2) I'd be more able to muster respect for your viewpoint if your heart had sank when you saw the gore posters, not when you saw they'd been defaced. Those things are harassment pure and simple. They do NOT change hearts and minds, they terrorize and intimidate. They are NOT a substitute for substantive discussion on morals or ethics or whatever word you use to justify your attempts to take reproductive decision-making out of the hands of autonomous women. ---you know, I had a benign lump taken out of my breast a couple of years back. I didn't get to see what was removed, but I bet it looked pretty nasty. Bloody and meaty and all. So OBVIOUSLY we should ban lumpectomies. They're ugly to look at, therefore obviously bad, therefore obviously wrong! (How's your sarcasm detector?)
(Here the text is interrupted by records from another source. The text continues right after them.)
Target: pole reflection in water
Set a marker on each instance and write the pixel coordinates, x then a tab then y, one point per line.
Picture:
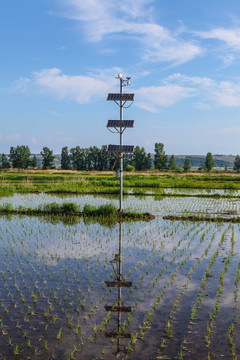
117	308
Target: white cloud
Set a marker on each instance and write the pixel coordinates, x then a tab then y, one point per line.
223	93
101	18
10	138
72	87
231	37
173	89
154	97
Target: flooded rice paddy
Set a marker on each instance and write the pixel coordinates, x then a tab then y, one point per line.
60	294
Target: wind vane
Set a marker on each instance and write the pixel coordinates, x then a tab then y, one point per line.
120	125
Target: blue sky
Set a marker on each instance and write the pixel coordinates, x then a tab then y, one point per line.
59	59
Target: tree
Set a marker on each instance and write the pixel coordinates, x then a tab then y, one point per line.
237	163
48	158
160	158
20	157
172	163
65	159
187	165
34	162
209	163
5	162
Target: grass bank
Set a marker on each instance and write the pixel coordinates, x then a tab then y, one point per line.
106	183
71	209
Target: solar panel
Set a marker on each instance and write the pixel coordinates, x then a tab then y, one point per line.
121	148
119	97
120	123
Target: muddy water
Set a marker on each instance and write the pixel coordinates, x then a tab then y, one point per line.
55	300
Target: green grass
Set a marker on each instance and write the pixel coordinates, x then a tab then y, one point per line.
92	183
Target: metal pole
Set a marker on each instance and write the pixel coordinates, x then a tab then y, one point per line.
121	154
120	279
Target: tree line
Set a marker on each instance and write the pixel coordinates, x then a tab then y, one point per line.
94	158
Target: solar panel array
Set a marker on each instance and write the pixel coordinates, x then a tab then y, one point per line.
119	97
119	123
121	148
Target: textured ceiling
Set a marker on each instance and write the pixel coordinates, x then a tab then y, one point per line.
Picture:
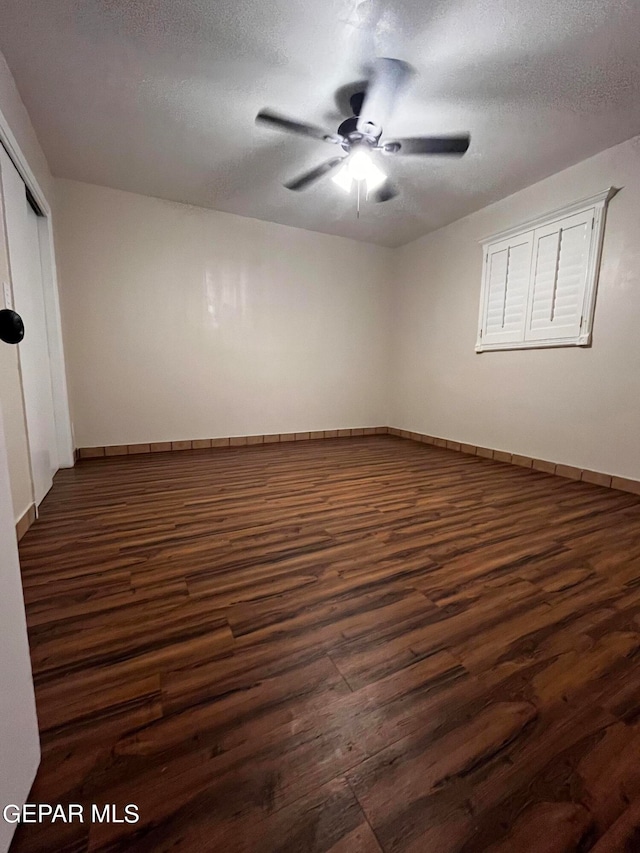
159	96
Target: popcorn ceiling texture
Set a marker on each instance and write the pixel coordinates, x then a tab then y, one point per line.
159	98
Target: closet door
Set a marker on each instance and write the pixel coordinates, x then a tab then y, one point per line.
28	296
19	740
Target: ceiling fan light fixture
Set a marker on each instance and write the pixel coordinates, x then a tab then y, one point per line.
343	179
359	167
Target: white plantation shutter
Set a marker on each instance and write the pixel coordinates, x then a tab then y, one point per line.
539	280
559	277
507	281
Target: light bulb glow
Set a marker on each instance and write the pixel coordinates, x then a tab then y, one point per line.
360	167
343	179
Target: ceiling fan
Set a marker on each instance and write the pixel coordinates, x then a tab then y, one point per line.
360	137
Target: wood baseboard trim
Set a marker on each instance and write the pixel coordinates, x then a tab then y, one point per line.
25	521
569	471
230	441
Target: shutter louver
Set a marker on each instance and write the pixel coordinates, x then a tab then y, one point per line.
507	281
561	259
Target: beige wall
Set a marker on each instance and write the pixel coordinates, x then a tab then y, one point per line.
15	427
571	405
184	323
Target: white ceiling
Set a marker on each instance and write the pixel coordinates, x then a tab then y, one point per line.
159	96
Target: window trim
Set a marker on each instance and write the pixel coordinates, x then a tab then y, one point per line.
598	203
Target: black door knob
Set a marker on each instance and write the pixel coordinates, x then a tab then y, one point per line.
11	326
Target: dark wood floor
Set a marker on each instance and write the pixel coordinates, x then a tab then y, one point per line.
348	646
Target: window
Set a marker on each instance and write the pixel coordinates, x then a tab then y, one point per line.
539	280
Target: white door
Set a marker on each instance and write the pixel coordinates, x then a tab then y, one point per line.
29	302
19	741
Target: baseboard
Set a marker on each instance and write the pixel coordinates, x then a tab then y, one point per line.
25	521
230	441
569	471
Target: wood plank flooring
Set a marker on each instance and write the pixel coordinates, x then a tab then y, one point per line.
345	646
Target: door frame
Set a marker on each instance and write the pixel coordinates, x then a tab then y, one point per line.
64	429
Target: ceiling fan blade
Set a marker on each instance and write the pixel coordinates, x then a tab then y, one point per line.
303	181
386	192
429	145
389	77
278	122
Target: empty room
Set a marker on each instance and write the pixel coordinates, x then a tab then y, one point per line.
319	426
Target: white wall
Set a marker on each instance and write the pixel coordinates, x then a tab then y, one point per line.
184	323
576	406
11	399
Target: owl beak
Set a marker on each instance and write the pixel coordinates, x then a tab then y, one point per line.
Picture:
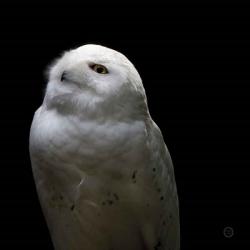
63	76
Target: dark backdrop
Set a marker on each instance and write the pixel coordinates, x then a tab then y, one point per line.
193	60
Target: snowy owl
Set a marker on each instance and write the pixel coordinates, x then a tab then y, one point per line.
103	173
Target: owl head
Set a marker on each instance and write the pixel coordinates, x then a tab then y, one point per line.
95	81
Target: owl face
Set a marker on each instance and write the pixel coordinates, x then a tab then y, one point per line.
92	77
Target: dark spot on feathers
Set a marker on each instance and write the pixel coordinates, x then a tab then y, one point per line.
134	176
158	245
110	202
116	196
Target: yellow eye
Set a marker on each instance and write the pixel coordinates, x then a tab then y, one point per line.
98	68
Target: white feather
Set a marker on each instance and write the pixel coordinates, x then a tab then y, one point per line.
103	173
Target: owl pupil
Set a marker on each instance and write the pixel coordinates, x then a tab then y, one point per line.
99	70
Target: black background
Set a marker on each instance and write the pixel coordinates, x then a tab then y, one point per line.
193	60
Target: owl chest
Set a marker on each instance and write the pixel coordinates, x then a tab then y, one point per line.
89	145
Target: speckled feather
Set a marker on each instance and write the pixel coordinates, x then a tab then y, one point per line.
103	174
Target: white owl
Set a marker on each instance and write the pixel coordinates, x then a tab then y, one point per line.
103	173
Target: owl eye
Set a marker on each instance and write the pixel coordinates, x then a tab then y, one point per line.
98	68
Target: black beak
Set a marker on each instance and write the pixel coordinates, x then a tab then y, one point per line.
63	77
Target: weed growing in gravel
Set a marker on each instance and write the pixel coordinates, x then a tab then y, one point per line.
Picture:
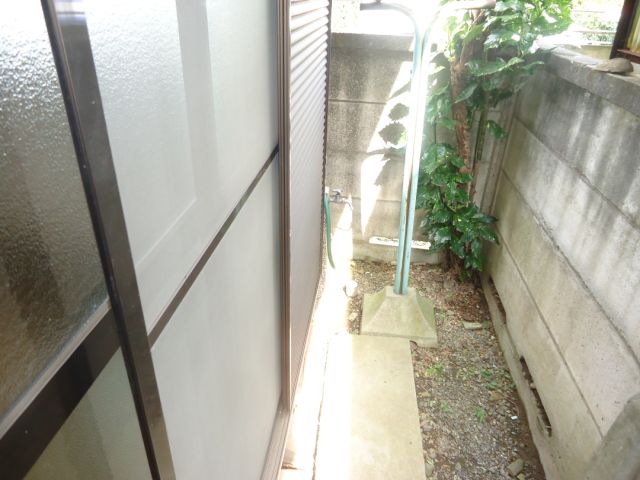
481	414
486	373
436	369
445	407
492	385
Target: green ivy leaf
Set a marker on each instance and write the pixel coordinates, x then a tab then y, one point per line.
473	33
467	92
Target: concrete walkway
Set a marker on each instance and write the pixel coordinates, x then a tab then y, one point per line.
355	415
369	427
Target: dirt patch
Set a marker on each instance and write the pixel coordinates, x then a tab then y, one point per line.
473	424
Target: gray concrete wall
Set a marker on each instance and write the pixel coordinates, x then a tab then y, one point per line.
367	76
568	267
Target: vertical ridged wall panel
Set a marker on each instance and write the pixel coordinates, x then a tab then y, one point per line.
309	30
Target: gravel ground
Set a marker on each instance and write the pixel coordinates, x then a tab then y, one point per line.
473	424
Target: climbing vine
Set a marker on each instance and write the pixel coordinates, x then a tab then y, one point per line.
486	57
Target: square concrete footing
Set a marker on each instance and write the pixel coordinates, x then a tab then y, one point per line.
408	316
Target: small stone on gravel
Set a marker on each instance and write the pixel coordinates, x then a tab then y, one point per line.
515	467
473	325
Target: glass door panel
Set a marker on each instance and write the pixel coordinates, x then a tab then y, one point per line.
101	439
51	279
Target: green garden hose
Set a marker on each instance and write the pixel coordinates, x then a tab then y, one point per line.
327	221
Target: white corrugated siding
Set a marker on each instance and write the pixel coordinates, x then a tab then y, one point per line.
309	26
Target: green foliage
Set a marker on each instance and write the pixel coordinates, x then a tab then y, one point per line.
481	414
445	407
490	54
436	369
451	220
498	51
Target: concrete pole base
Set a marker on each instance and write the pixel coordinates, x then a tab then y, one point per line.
408	316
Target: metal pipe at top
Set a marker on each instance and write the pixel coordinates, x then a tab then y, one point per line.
415	127
401	265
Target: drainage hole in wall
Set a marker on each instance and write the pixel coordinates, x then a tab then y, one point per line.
496	296
543	418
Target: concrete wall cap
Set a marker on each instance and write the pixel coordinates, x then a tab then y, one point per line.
391	43
621	90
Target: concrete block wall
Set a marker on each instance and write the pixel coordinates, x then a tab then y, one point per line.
369	75
567	269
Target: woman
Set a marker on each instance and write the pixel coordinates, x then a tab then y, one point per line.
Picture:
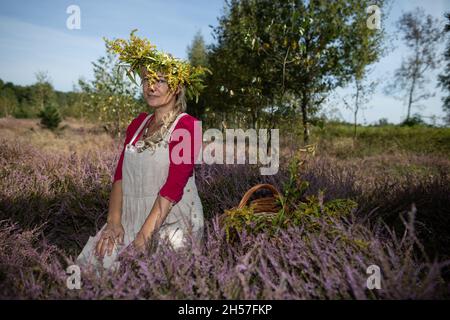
152	196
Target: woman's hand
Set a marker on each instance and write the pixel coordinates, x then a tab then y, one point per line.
112	234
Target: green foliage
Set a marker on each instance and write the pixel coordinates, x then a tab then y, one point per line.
110	98
296	209
310	214
50	117
283	54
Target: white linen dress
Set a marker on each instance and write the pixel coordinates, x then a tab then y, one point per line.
143	175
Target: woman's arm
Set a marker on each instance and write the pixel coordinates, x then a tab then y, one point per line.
115	203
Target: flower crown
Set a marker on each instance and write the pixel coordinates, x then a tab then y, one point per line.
138	53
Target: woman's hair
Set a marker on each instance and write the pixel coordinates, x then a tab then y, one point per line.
168	119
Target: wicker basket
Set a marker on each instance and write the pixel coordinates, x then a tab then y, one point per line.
261	206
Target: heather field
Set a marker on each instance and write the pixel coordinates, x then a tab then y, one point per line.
383	200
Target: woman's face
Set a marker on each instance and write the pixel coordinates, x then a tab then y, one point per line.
158	94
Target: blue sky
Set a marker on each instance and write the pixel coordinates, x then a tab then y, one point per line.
34	37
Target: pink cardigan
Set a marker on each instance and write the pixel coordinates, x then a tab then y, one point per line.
179	174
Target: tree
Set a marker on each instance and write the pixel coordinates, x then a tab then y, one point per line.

3) Dressing up in quasi-military gear to lurk outside of clinics and shout at strangers is sick. What is the point of that besides to instill fear? What possible goal can be achieved other than intimidation? Admiring people who do it is equally sick. They should be ashamed and so should you. Making women afraid for their safety IS NEVER A DEFENSIBLE ACTION, EVER. It is not serving good and it is not serving God and if you think it IS, I really just don't have anything left to say to you.

On Tues, Oct 20, 2009 at 9:16 PM

Fellow blogger,

Thanks for taking up the invitation to correspond. I accept your criticism graciously and I will try to refine my writing in the future. The last think I - or any blogger wants to do is to put people off. To answer your remarks -

First, I do not condemn or judge people because I am not God. But I know God. I know He is truth. He cannot deceive or be deceived. God is the giver of all life. He is merciful and forgiving. That is my message as a Christian.

I have no hidden agenda. I do not intend to change your worldview - I wrote to that in one of my other blogs. Personally, I don't consider that I have a worldview. I just try to find the truth and speak the truth. Probably you do the same. That leads to a philosophical problem because both your point of view and my point of view are mutually exclusive. One must be true and the other false. Which is which? That is for each of us to uncover and to uncover the truth, we need intellectual honesty. Abortion is either murder and immoral, or it is not murder and it is not immoral. Would you agree on that statement of the problem?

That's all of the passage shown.